Here’s the thing: Eric Cantor did not fall asleep in this race. He spent around $5 million. He ran lots of TV ads. He knew this was going to be a close one. He campaigned. And he still got creamed.
And here’s the other thing: Cantor was not an enemy of the Tea Party. He was in fact the Tea Party’s guy in the leadership for much of the Barack Obama era. He carried the tea into the speaker’s office. And still he got creamed.
Creamed! Has a party leader ever lost a primary like this? Stop and take this in. Like any political journalist, I’m a little bit of a historian of this sort of thing, although I readily admit my knowledge isn’t encyclopedic. But I sure can’t think of anything. Tom Foley, the Democratic House speaker in the early 1990s, lost reelection while he was speaker, but that was in the general, to a Republican, which is a whole different ballgame. And he was the first sitting speaker to lose an election since…get this…1862! But a primary? The No. 2 man in the House, losing a primary?
So what happened here? Obviously, first, it’s about immigration. That was David Brat’s (that’s the guy who won) whole campaign: Cantor was a liberal who supported a path to citizenship for the swarthy illegals. (He didn’t say that, of course, at least the swarthy part.) Immigration reform is D-E-A-D. There is no chance the House will touch it. That means it’s dead for this Congress, which means that next Congress, the Senate would have to take the lead in passing it again. (The Senate’s passage of the current bill expires when this Congress ends.) And the Senate isn’t going to touch it in the next Congress, even if the Democrats hold on to the majority. Those handful of Republicans who backed reform last year will be terrified to do so. And it’s difficult to say when immigration reform might have another shot. Maybe the first two years of President Clinton’s second term. Maybe.
Second, the reports of the Tea Party’s death are…well, you know. Cantor’s loss is a huge disruption of the narrative that the Republican establishment had taken control this year. And throw in the coming Chris McDaniel-Thad Cochran runoff in the Mississippi Senate race, which many now expect Tea Partier McDaniel to win, and you have a narrative in which the Tea Party can say, “We’re still calling the shots.” Cantor also has spent the past couple of years talking about education, which, any Tea Party person knows, is code for black, city, unions. Other Republicans in the House won’t miss that message, and they won’t try to carve out any “interesting” legislative profiles for themselves.

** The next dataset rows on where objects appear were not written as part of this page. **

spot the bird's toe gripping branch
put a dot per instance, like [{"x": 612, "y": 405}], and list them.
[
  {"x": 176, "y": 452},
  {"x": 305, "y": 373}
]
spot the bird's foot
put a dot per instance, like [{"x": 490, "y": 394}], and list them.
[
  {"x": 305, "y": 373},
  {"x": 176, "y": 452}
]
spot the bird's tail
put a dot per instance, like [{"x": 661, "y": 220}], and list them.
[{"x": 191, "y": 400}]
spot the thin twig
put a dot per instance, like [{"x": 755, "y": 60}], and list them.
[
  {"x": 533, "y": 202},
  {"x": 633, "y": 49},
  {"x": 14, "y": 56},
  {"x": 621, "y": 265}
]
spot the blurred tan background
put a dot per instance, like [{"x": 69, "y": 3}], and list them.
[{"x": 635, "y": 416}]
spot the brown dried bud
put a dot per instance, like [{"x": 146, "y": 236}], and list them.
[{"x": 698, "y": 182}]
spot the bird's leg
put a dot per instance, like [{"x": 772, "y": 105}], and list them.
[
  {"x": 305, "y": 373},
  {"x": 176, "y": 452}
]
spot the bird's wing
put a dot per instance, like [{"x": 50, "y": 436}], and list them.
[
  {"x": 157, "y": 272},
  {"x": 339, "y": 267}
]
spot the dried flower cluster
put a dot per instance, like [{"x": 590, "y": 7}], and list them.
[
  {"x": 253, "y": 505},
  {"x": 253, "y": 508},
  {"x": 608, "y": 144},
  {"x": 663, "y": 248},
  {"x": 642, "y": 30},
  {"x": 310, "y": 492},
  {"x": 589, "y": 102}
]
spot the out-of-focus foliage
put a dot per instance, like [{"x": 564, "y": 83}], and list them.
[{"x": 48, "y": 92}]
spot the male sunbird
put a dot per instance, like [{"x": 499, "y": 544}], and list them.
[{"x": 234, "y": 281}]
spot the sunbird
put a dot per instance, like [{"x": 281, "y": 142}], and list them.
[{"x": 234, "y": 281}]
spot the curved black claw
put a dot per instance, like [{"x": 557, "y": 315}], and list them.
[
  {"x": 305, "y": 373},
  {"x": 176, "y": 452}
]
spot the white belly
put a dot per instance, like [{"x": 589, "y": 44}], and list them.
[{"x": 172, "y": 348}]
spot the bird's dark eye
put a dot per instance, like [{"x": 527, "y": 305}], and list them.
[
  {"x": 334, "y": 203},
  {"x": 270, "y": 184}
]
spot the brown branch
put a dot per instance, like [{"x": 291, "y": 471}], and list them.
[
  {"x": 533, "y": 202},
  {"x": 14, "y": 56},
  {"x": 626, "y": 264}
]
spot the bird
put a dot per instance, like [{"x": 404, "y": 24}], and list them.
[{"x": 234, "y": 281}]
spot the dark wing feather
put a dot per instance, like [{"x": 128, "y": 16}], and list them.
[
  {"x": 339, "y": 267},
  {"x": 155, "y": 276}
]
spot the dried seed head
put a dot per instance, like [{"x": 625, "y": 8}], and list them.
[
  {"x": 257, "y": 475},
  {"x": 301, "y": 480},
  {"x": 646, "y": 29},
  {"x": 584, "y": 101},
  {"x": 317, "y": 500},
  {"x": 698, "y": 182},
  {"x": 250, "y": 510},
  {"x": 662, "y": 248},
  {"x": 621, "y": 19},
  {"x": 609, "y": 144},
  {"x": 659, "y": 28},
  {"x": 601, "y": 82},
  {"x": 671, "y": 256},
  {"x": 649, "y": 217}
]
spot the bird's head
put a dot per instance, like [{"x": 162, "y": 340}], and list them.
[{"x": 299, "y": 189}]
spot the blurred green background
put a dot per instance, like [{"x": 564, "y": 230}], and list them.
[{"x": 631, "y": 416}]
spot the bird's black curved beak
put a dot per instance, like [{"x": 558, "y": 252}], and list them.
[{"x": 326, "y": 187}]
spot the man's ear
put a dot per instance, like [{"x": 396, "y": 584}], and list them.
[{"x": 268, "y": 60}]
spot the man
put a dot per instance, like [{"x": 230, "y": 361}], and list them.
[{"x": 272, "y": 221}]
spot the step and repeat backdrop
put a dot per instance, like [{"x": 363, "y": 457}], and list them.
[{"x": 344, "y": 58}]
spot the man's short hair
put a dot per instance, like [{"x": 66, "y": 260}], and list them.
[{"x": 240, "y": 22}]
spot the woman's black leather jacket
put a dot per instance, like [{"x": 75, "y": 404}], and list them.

Third, what does it mean for the country? Hard to say yet, but bad, surely. The House GOP wasn’t exactly ready to start cutting deals with Obama even with Cantor in the leadership. Now that he’s been beaten by a right-winger…no one, not a single Republican in the House, will take a chance on anything. The legislative process, already shut down, will only be more so.

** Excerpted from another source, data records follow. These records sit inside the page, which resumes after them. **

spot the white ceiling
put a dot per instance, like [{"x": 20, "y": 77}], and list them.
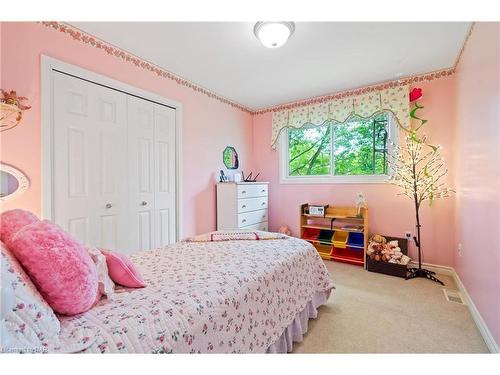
[{"x": 319, "y": 58}]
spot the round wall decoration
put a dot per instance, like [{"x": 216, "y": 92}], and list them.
[{"x": 13, "y": 182}]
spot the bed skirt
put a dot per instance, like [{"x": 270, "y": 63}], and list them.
[{"x": 296, "y": 330}]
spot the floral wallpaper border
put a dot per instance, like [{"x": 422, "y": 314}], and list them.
[
  {"x": 359, "y": 91},
  {"x": 82, "y": 37}
]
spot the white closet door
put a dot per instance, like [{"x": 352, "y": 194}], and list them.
[
  {"x": 164, "y": 190},
  {"x": 89, "y": 146},
  {"x": 141, "y": 173}
]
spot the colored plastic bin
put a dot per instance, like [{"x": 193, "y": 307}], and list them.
[
  {"x": 339, "y": 239},
  {"x": 356, "y": 240}
]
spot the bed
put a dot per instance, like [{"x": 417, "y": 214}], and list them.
[{"x": 233, "y": 296}]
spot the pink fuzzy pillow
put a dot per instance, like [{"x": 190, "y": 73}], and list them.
[
  {"x": 12, "y": 221},
  {"x": 122, "y": 271},
  {"x": 59, "y": 266}
]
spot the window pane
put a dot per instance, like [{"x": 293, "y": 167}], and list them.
[
  {"x": 309, "y": 151},
  {"x": 360, "y": 146}
]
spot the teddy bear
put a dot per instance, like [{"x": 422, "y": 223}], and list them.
[{"x": 381, "y": 250}]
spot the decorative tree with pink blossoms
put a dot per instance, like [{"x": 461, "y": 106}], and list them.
[{"x": 418, "y": 168}]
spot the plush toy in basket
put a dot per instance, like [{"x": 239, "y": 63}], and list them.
[{"x": 380, "y": 249}]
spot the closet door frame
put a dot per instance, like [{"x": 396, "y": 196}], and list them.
[{"x": 49, "y": 66}]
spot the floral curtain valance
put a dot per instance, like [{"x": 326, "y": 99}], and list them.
[{"x": 394, "y": 100}]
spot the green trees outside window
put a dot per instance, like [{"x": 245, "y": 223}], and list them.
[{"x": 356, "y": 147}]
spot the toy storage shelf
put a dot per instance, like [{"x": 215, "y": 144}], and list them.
[{"x": 340, "y": 235}]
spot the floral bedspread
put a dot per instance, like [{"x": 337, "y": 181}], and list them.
[{"x": 207, "y": 297}]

And Brat himself, fourth, is a star overnight. I’d hate to be his booker or scheduler. His Wednesday is going to be a roller-coaster ride from Rush Limbaugh to Fox to Laura Ingraham to who knows what. He is a hero to these people. Remember how Scott Brown attained wattage in 2009 by beating Democrat Martha Coakley in Massachusetts? Brown was a major star then. Brat is going to make Brown look like a nameless session guitar player.
I’m sure there’s ramification five, six, seven, and eight that I’m not even thinking of right now. We’ll see. But this is an earthquake. One of the most shocking electoral nights in American history. Did I really say that? I did. It’s true. And it’s bad.